Tuesday, August 11, 2009

>INDIAN FMCG (HSBC)

Take a breather

  • The pros and cons of the FMCG sector are now very finely balanced
  • We downgrade most of our stocks to Neutral; only Nestle is Overweight
We believe it is time for us to lower the Overweight ratings we have had on most FMCG stocks over the last few months. The arguments against the FMCG sector are now as powerful as those favouring it. On the one hand we have robust volume growth, good margin expansion, a cut in expenses, and government spending on the social sector; on the other we have high valuations, lower margin expansion from here on, higher ad-spend, and a weak monsoon.
The tug of war between these forces is evenly poised, in our
view. Investors are enamoured by the “consumption theme” and the performance of the companies is likely to be good, so we do not envisage a steep fall in stock prices.
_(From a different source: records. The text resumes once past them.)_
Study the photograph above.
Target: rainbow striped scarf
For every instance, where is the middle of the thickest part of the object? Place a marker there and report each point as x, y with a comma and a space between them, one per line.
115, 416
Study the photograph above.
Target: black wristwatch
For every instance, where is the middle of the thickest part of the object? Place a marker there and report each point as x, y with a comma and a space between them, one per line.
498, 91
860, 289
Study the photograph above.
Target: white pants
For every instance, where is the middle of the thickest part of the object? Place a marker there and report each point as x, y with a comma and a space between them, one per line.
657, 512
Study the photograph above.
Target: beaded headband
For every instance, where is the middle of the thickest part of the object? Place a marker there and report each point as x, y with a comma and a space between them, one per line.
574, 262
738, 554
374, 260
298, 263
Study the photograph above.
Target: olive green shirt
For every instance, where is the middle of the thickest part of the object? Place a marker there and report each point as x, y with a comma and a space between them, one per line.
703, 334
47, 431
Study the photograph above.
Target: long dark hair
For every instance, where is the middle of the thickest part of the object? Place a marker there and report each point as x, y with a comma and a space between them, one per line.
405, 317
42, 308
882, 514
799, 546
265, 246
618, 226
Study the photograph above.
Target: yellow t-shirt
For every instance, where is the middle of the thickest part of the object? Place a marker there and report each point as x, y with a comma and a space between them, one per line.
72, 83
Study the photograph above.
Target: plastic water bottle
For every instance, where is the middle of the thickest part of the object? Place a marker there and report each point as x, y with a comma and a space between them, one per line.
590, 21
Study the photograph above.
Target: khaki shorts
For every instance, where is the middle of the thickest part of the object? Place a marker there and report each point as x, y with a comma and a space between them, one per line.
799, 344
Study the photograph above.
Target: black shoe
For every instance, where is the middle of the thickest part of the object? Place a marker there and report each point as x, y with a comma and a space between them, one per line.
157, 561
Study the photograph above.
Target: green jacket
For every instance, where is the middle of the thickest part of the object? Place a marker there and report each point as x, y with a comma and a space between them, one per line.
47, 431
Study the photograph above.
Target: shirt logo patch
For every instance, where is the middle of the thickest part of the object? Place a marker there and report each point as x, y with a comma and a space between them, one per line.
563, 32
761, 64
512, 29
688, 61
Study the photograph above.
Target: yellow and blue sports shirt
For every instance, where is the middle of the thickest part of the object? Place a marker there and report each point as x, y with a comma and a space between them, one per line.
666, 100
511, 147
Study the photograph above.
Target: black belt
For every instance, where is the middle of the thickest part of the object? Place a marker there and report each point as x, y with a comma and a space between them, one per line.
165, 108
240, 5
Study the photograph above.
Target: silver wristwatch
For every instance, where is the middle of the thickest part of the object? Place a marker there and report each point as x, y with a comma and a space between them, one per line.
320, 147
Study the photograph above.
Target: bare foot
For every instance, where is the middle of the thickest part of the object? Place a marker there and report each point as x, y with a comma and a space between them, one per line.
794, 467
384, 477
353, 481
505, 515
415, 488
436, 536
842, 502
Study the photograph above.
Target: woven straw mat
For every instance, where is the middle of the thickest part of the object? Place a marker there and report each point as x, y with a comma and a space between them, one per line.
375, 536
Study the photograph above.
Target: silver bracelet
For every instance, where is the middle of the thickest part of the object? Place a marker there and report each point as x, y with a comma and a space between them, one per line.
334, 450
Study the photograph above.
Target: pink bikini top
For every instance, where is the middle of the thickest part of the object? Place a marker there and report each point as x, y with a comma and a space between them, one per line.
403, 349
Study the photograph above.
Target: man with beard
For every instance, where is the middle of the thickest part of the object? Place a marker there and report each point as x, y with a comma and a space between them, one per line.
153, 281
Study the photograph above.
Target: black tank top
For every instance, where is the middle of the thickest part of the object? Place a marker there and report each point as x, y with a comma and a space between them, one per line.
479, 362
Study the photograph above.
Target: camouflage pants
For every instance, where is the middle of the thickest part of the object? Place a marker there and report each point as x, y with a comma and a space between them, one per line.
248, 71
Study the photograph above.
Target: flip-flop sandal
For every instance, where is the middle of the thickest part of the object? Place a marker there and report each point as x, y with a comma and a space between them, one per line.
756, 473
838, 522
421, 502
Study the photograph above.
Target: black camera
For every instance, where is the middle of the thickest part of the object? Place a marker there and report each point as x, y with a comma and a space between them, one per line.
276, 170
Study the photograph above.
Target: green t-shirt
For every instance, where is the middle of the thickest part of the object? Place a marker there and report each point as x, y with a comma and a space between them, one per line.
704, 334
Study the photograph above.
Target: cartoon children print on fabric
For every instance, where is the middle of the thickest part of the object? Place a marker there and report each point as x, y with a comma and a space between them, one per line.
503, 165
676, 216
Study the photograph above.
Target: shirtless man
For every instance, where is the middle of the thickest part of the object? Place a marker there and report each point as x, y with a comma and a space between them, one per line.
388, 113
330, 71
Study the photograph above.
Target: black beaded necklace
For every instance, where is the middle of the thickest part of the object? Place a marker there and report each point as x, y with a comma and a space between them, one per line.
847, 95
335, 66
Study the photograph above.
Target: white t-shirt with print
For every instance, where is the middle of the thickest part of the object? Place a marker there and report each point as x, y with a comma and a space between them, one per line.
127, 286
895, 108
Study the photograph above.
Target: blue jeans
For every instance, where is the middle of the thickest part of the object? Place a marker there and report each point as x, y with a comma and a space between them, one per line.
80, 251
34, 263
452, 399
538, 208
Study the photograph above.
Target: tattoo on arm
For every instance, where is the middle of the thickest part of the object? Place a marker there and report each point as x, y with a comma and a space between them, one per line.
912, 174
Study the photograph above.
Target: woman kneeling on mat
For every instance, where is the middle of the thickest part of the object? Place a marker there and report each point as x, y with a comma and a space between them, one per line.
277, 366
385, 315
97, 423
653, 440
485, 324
But nor do we expect a substantial increase from these levels, as incremental buyers at these valuations are unlikely to emerge, especially since most investors have already bought these stocks at much cheaper levels. In this report, we downgrade HUL and ITC from OW to N, and upgrade Colgate from UW to N. Except for Nestle, which is OW, all our stocks are now N or N(V).

In this situation, this is what we recommend:

For the next two quarters, most stocks should trade within a narrow range. Hence any sharp moves up may be an opportunity to sell, and vice versa.

Nestle, being OW, is obviously our top pick, and within the Neutral stocks our order of preference is Dabur, followed by HUL and ITC, then Marico and Colgate.